Republican Washtenaw County Commissioner Alicia Ping, who served on council when Driskell was Mayor, is also supporting Driskell.
“I’ve known Gretchen for almost 20 years. I’ve served with her and worked with her. She’s trustworthy. She listens to people. She works hard,” Ping said. “I don’t think there’s a better person who can run the district.”
Driskell was introduced by former Saline Mayor Mark Hopper outside the Rec Center, which was built 25 years ago thanks in large part to a community fundraising campaign spearheaded by Driskell. It was that campaign that began 25 years of public service.
In her 15-minute address, she spoke about the need for finding good-paying jobs so people could stay in their communities. She also spoke about the need to fund vocational training and retaining initiatives.
She said that people are scared by Republican efforts to dismantle the Affordable Care Act.
“(Walberg) stood up behind (Republican) leadership to vote for that health care bill that actually raises premiums for everyone, raises premiums for older Americans and raised premiums for pre-existing conditions,” Driskell said. “It’s not fair. It’s not good for our working families.”
She was perhaps at her best when she spoke about protecting the Great Lakes and people’s drinking water.
She recalled a situation several years ago when Toledo residents descended upon Saline’s grocery stores to buy all the bottled water because the algae blooms made their tap water undrinkable.

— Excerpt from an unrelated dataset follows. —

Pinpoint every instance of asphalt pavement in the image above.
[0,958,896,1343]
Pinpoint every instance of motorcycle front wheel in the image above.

“And what’s happening in DC? We’re talking about cutting the EPA. We’re talking about cutting Great Lakes restoration initiative. We’re not getting the representation we need to protect our most valuable resource – water,” Driskell said. “We have in Flint tap water that is polluted and poisoning people. That’s a problem that’s not just in Flint. Across the country we have not invested in our water and sewer infrastructure. And government has a role in that.”
Driskell’s campaign manager is Amy Friedman, who was field manager for Joe Ossoff’s campaign in the special election for the Georgia Sixth Congressional District. Friedman also worked for Hillary Clinton’s campaign in Iowa and Maryland.